Raymond Bertin

  • On les connaît peu, on en parle rarement : travaillant dans l'ombre, scénographes, concepteurs et conceptrices de costumes, de marionnettes, d'éclairages, d'univers sonores, de vidéo et de projections en scène sont pourtant indispensables à la création des oeuvres. Ce sont des artistes à part entière, et la revue JEU a voulu, avec le dossier sur les métiers de la scène de son numéro du printemps, leur rendre hommage en leur donnant la parole. Alors que ces professions sont souvent dominées par la gent masculine, les femmes occupent ici une place prépondérante, un heureux hasard qui est peut-être le signe de changements plus profonds. Aussi au sommaire : les identifiants d'artistes en ligne : métadonnées et présence sur les réseaux, une carte blanche à Angelo Barsetti, parler de tolérance et de liberté d'expression en Russie et mutualisation de ressources et de savoir-faire en danse contemporaine avec Circuit-Est.

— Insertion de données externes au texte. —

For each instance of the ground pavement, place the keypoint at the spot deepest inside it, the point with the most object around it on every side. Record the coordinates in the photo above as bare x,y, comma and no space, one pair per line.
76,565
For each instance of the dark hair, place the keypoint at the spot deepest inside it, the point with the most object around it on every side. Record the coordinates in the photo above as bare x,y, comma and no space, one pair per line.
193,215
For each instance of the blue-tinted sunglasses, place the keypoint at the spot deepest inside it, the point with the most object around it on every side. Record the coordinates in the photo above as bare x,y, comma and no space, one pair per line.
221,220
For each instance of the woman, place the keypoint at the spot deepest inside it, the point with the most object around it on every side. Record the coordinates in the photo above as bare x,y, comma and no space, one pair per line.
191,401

  • Trop souvent dépréciée par rapport à un art plus sérieux, la comédie exige pourtant des techniques de jeu d'une grande précision, du rythme et de la surprise, mais aussi des mots et des situations pouvant susciter l'hilarité. Toutes sortes d'humour amènent des rires différents de la part du public : de l'art clownesque au théâtre de l'absurde, de la comédie classique au stand up comique, quelles sont les ficelles à tirer pour obtenir l'effet recherché? Le dossier « Rire » du numéro d'automne de JEU, revue de théâtre contient des témoignages et réflexions de grandes pointures de l'humour sur scène : Marie-Hélène Thibault et Didier Lucien (en couverture), Christian Vanasse, Catherine Léger, le Projet Bocal et Philippe-Audrey Larrue-St-Jacques, notamment. Ce numéro propose aussi un regard sur la place des femmes afrodescendantes sur les scènes des théâtres québécois, une incursion dans les coulisses du théâtre citoyen et la dramathérapie : une discipline à développer chez les francophones, entre autres.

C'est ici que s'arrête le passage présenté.